When announcing the hiring of Pederson, Lurie at least intimated that he was tiring of Kelly's autocratic ways before he promoted the ex-coach but wanted to hold him accountable and removing any perceived impediments (read that Roseman) meant Kelly would sink-or-swim sans excuses.
He doubled down on that thought process in Boca Raton.
"I think it was a necessary way to go to find out if Chip was the right guy," Lurie claimed. "Let him be responsible for all the decisions he wanted to inject and make. ...it was the right way to dissect whether Chip was going to be the right guy going forward or not.

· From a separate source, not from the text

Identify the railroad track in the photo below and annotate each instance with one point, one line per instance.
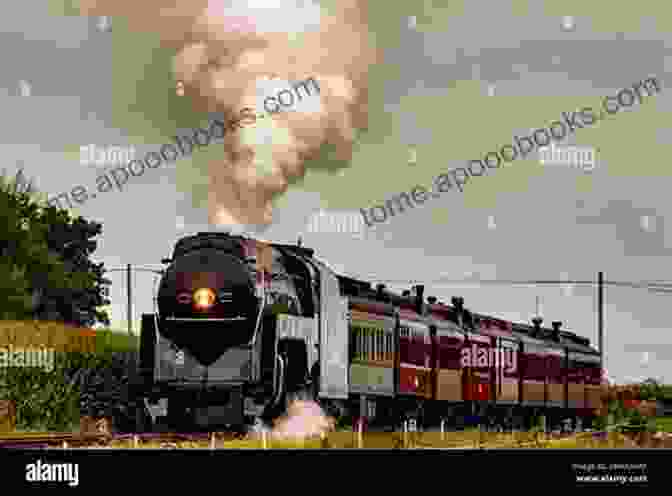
(33, 440)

"We dissected it, and decided that (even) with some of the great things he brought (to the organization), he wasn’t the right person going forward, and it was helpful to have him be accountable for those decisions so we could move forward in a great way."

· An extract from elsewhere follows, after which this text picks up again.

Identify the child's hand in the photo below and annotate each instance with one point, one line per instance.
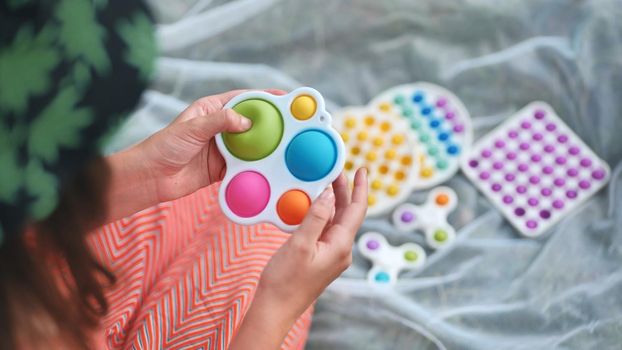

It seems counterproductive and a wasteful use of resources to use your own football team as some kind of psychological experiment, however.
If Lurie really did know Kelly wasn't as advertised before the power struggle of '15, he should have shown the courage of his own convictions and called the coach's bluff. Let the chips -- pun intended -- fall where they may.
Instead Lurie set the franchise back at least 12 months and likely more because even if they are ultimately successful it will take time for the Roseman-Pederson duo to rebuild all the damage Kelly did to the organization.
Time, however, isn't a problem for Lurie.
CONFIRMING THE OBVIOUS
Lurie also finally confirmed what we all already knew, that Roseman is officially back in charge of the team's personnel department.
"He is responsible for the football operations," Lurie admitted. "...And he will be held responsible for how the player personnel does in the future. He will be held responsible for the quality of that department."
Roseman has been lauded this offseason by many in the NFL for quickly getting the Eagles out of some of the bad contracts Kelly put on the organization, namely those of cornerback Byron Maxwell and running back DeMarco Murray.
"What Howie has been able to do has been pretty outstanding in terms of a league that values salary cap space and draft choice, to be able to make those trades, align our resources the way we preferred and move forward from there," Lurie said. "He's had a great plan."